What do you want me to say?, 2021
MP4
Courtesy of Gazelli Art House Ltd.
Copyright The Artist
About The Artwork
"Exhausted by Zoom calls, I created a digital clone of my voice to replace me. This voice allows me to puppet myself, using it to say all the things I hadn't previously been able to embody. I feel a sense of power owning the data of my own voice. I am taking it back from the tech companies, constantly collecting my conversations, sampling and analyzing and archiving my speech for future use yet unknown. Instead, I offer the control of my voice to others.
Upon collecting and visiting the work, you are asked by my voice, “What do you want me to say?” However you reply, my voice responds by speaking your own words back to you.
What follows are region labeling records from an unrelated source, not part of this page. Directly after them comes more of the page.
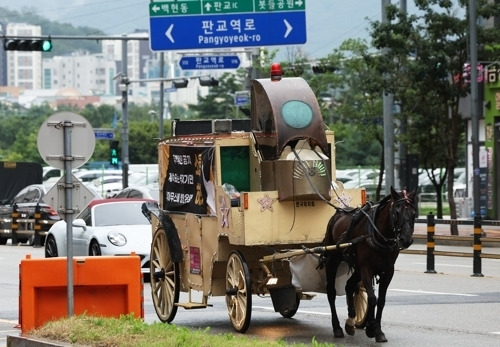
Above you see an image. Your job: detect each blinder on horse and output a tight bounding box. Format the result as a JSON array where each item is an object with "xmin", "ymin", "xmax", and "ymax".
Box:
[{"xmin": 360, "ymin": 191, "xmax": 416, "ymax": 252}]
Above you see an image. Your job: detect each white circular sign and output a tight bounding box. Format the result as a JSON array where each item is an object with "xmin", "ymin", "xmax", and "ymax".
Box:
[{"xmin": 37, "ymin": 112, "xmax": 95, "ymax": 170}]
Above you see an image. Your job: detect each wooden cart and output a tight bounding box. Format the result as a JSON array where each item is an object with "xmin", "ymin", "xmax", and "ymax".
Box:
[{"xmin": 144, "ymin": 70, "xmax": 366, "ymax": 332}]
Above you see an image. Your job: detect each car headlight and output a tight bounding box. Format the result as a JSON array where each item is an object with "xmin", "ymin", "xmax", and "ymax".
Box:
[{"xmin": 108, "ymin": 233, "xmax": 127, "ymax": 247}]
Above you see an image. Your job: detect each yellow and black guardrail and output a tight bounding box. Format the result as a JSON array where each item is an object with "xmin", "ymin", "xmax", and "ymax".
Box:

Then it asks again, “What do you want me to say?”
This work considers vulnerability, ownership, and authenticity in a time of rapidly advancing virtual reality. As I open access to my voice, I reflect on the ways femme voiced virtual assistants are commanded and controlled by their users and their developers. And the ways we can feel heard and (mis)understood by those that listen."
Work available on Feral File
About Lauren Lee McCarthy
In Lauren Lee McCarthy's artistic practice, social relationships are examined amongst surveillance, automation, and algorithmic living. Fascinated by the ways in which we interact with algorithms and one another, McCarthy contemplates the effects of glitches within social and technological structures.
Exploring ideas of self-awareness and control, McCarthy's performances challenge both visitors and the artist to engage in mutual risk taking. Here, software, electronics, internet, film, photography, and installation combine in scenarios where one can buy a lifetime of goodnight texts, or a real life “follower” for a day.
McCarthy has received grants and residencies from Creative Capital, United States Artists, LACMA, Sundance New Frontier, Eyebeam, Pioneer Works, Autodesk, and Ars Electronica. Her work SOMEONE was awarded the Ars Electronica Golden Nica and the Japan Media Arts Social Impact Award, and her work LAUREN was awarded the IDFA DocLab Award for Immersive Non-Fiction. Lauren's work has been exhibited internationally, at places such as the Barbican Centre, Fotomuseum Winterthur, Haus der Elektronischen Künste, SIGGRAPH, Onassis Cultural Center, IDFA DocLab, Science Gallery Dublin, Seoul Museum of Art, and the Japan Media Arts Festival.
Lauren is also the creator of p5.js, an open-source art and education platform that prioritises access and diversity in learning to code, with over 1.5 million users. She expands on this work in her role on the Board of Directors for the Processing Foundation, whose mission is to serve those who have historically not had access to the fields of technology, code, and art in learning software and visual literacy. Lauren is an Associate Professor at UCLA Design Media Arts. She holds an MFA from UCLA and a BS Computer Science and BS Art and Design from MIT.